Thursday, May 15, 2008

Portuguese Beans

This weekend when we were visiting Victor's parents for Mother's Day my Father-in-Law, who is Portuguese, was giving me a tour of his freshly planted garden. His potatoes are already poking up a good 2 inches out of the ground, as well as his beans. Every year he grows these broad green pole beans that are right from Portugal. They look a lot like a cannelloni bean from Italy. You can eat them when they are young like a regular "string bean" -- they usually cut them in a "French Cut" (but I guess it's really a Portuguese Cut) style, boil them in salted water along with a few eggs (still in their shells). Then, when they are done, the hard boiled eggs are taken out and minced, then mixed with a little balsamic vinegar (one teaspoon or more), lots of olive oil and salt. Pour the egg mixture over the beans. If you're feeling fancy, sprinkle chopped fresh parsley over the top. One of Victor's favorite summer dishes. When the beans are allowed to grow larger, the beans are shelled and dried -- then used in soups all winter long. Yum. SOOOoooooo .... My Father-in-Law gave me a large baggie of his Portuguese Bean Seeds saved from last year for planting.

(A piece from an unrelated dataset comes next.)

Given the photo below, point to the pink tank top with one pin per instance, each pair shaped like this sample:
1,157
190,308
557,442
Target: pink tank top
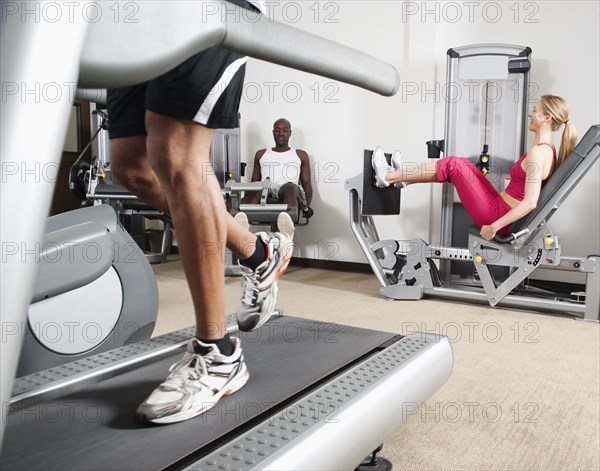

I'm excited to learn from him how he saves his seeds and to do a little studying on my own. He also gave me some bush Portuguese Beans that look like a light kidney bean. I've never tried growing any other type of bean besides your standard bush green bean, so I'm looking forward to getting into it. Especially because they keep so nicely, are a good source of protein, and are easy to grow. Happy Spring and Come Summer!